GLASGOW (Reuters) - Scotland were not good enough to progress in their first major tournament in 23 years but will make sure they don't wait as long for the next one, manager Steve Clarke said after his side's exit from Euro 2020 on Tuesday.
A 3-1 defeat by 2018 World Cup runners-up Croatia at Hampden Park left the Scots last in Group D and yet to reach the knockout stages of a European championship or World Cup in 11 attempts.
"We're disappointed the tournament's ended early for us but we've got a lot to be happy about, the way we got there after 23 years," Clarke told reporters.
"We've got a lot to be happy about the way we approached the tournament, we tried to compete, we tried to play as well as we could and unfortunately not quite good enough to get out of the group stage...but we'll learn from it.
"We'll look and see what we can do better in the future and we'll make sure it's not 23 years before we go to the next tournament."

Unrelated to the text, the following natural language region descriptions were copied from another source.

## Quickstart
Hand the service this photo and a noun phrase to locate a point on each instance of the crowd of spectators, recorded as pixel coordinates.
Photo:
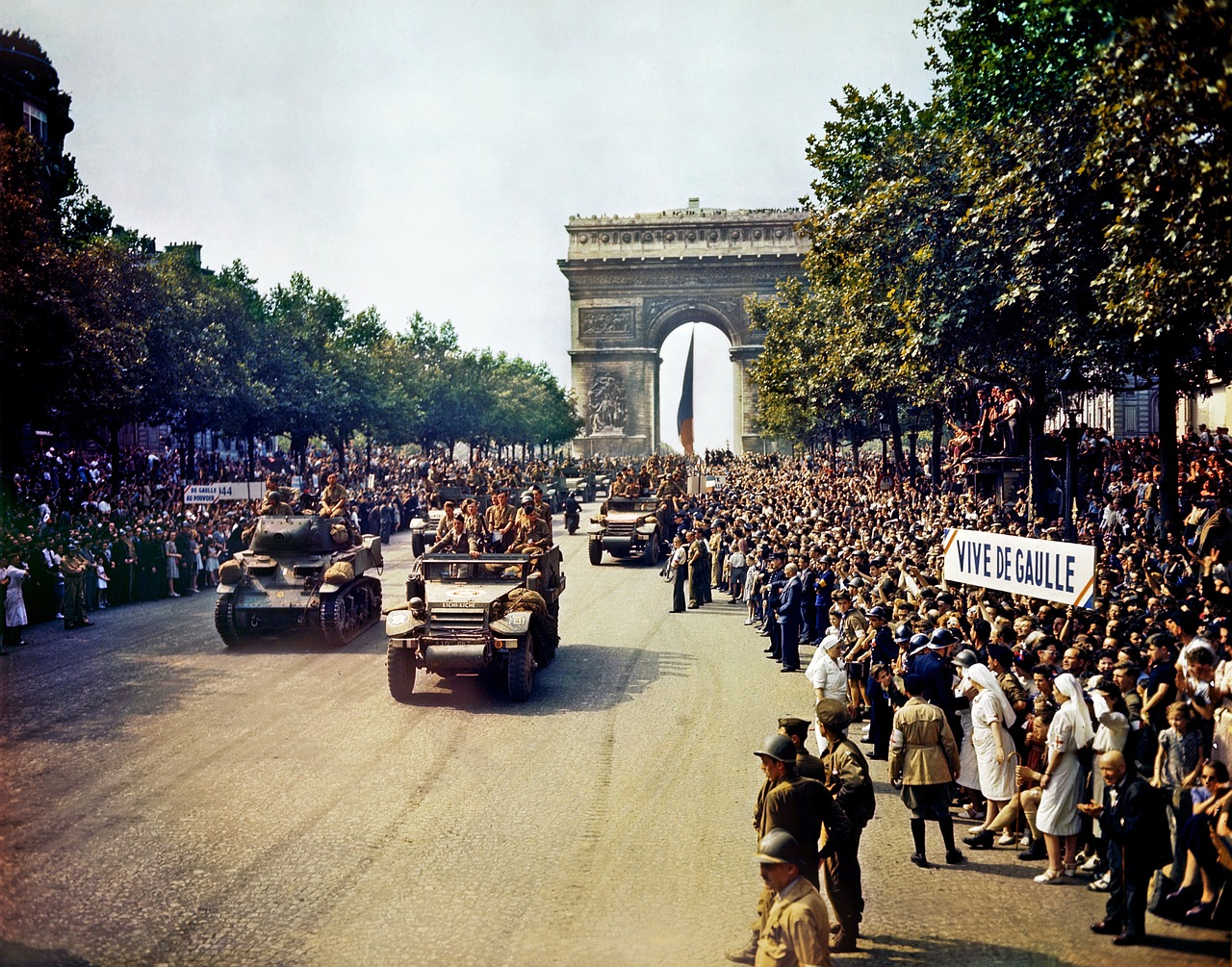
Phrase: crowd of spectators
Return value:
(850, 561)
(126, 532)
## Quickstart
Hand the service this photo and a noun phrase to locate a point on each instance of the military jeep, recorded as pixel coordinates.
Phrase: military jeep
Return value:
(496, 614)
(629, 527)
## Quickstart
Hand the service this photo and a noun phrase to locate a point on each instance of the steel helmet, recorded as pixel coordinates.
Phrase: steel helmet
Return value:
(779, 847)
(778, 747)
(941, 638)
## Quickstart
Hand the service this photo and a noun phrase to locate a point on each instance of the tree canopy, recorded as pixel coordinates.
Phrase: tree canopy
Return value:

Scotland are currently second to Denmark in UEFA qualifying Group F for the 2022 World Cup in Qatar.
Clarke said his players, many of them youngsters, would learn from the experience against a battle-hardened side.
"We can improve on it...we have to get better at everything, we've also conceded a number of goals in the tournament that I think were preventable.
"We have to get better in every department, but we have improved a lot over the two years I've been head coach...and we have to keep improving."
Scorer Callum McGregor said it had been a proud moment to get his first international goal.
"Such a tough learning experience again tonight against some really top players but it just gives you the hunger to try and get back here," he said.
Former Scotland captain Graeme Souness, watching the game as a pundit for ITV television, was blunt about what he had witnessed, however.
"We were completely outfoxed and outplayed by a really good team tonight," he said.
"So the learning curve, what they will take away from this, is they have a country mile to catch up to where they need to be to make an impression at this level".